I was a crazy woman before I started on Bio-Identical hormones. My husband and our three (3) daughters were about to choke me to death. I asked them if I was REALLY THAT BAD…and they said not bad, but worst than bad. I did not realize my husband was on the verge of walking out on me. He named me the “screaming demon.”
I was having headaches all day long, I would consume 3 to 4 powder BC within 24-hour periods, and that would not even get rid of the headaches. I would have terrible mood swing from being a hormonal, depressed, and a very angry woman. It would take absolutely NOTHING to make me angry. I did not have any romantic feelings at all. I screamed at everybody in sight, including being rude to people in public stores, and restaurant servers. (To the point I would be embarrassing my family and I did not even realize what a monster I became.) I felt like I wanted to just crawl out of my skin. I never felt like this before. I could not sleep at night, my thoughts were foggy, and I was tired all the time. My hands and feet were cold, and my eyes were dull. I JUST HATED BEING A WOMAN. Nobody understood what I was going through.
Prior going to Dr. Hotze in 2002, I went to my gynecologist office with the same symptoms for two or three years in a row, I explained my symptoms to him as I was getting a well woman check up and I requested they do a blood test to see if my hormone levels were normal.
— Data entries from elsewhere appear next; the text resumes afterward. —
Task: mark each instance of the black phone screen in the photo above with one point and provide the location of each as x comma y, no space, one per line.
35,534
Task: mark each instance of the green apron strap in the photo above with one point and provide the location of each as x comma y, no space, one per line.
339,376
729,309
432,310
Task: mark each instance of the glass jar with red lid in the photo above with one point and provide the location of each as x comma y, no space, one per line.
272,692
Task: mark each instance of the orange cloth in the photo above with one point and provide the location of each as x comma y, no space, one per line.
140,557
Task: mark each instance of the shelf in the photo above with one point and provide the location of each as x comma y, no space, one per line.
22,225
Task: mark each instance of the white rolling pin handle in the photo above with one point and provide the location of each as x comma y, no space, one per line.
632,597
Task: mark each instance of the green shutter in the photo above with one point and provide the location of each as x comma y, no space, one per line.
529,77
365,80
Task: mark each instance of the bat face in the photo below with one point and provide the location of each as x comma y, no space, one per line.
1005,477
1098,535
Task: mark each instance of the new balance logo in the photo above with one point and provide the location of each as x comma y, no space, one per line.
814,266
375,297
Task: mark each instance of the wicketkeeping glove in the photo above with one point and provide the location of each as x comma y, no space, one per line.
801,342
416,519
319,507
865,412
Each time he would tell me he just knew my hormones report would come back normal, and each year I insisted they check it anyway. This time I insisted that something had to be wrong with me. I not only had a well woman check up with my gynecologist, but also scheduled later that day a physical with my family doctor for an overall check up. To my disappointment, my gynecologist wanted to put me on antidepressant. He commented that he put every female patient in his family on antidepressants and that they all NOW LOVE HIM. (Can you believe this???) I told him I did not need antidepressant, and that was not the answer for me. I NEVER had a background of needing antidepressant. My gynecologist did not know how to treat my symptoms so his answer for me was to prescribe an “antidepressant.” I was very disappointed and felt helpless. To make matters worse, I did follow up later that day with my family physician to have a physical. I told my family doctor the gynecologist wanted to put me on antidepressants. The family doctor wanted to look at the prescription, and I showed it to him. When he looked at the prescription he told me he could up the dosage if I like. I was not only disappointed, but this made me emotionally upset to tears. (***Note***My husband and I are friends with our family physician, his wife and two children outside of his practice.) I asked him how his wife was doing. His reply was “just like you”. I was insulted, hurt, disappointed, and felt hopeless; there wasn’t anything or any body that could help me.
My husband Jacques was telling a close friend of his named Dave how I had changed. Once my husband described my behavior, and symptoms to Dave, (he/Dave) suggested I visit with Dr. Hotze and his clinic. Dave heard Dr. Hotze on the radio station and sent his wife Debbie Aitken to Dr. Hotze. His comment was Debbie is a CHANGED PERSON. With that, Jacques said go see Dr. Hotze. Within forty (40) days after being a patient of Dr. Hotze, Jacques could see a tremendous improvement. My husband loves me, our children are happy they have me back. I have become the woman of the year. I am a healthy, active, and productive woman. Now I can say I am happy to be a woman.
Whatever it takes, please do not take our Bio-Identical Hormones away. Let this be our choice to take the hormones. It is our body, spirits and mind. We should have a say in taking care of ourselves. It is healthier for us to take these types of hormones. If they can put medicines on television ads, complain we are an unhealthy nation because people are obese because of what they are eating, then why would anyone want to ban Bio-Identical Hormones when it is a natural part of our chemistry? It does not make any sense to me.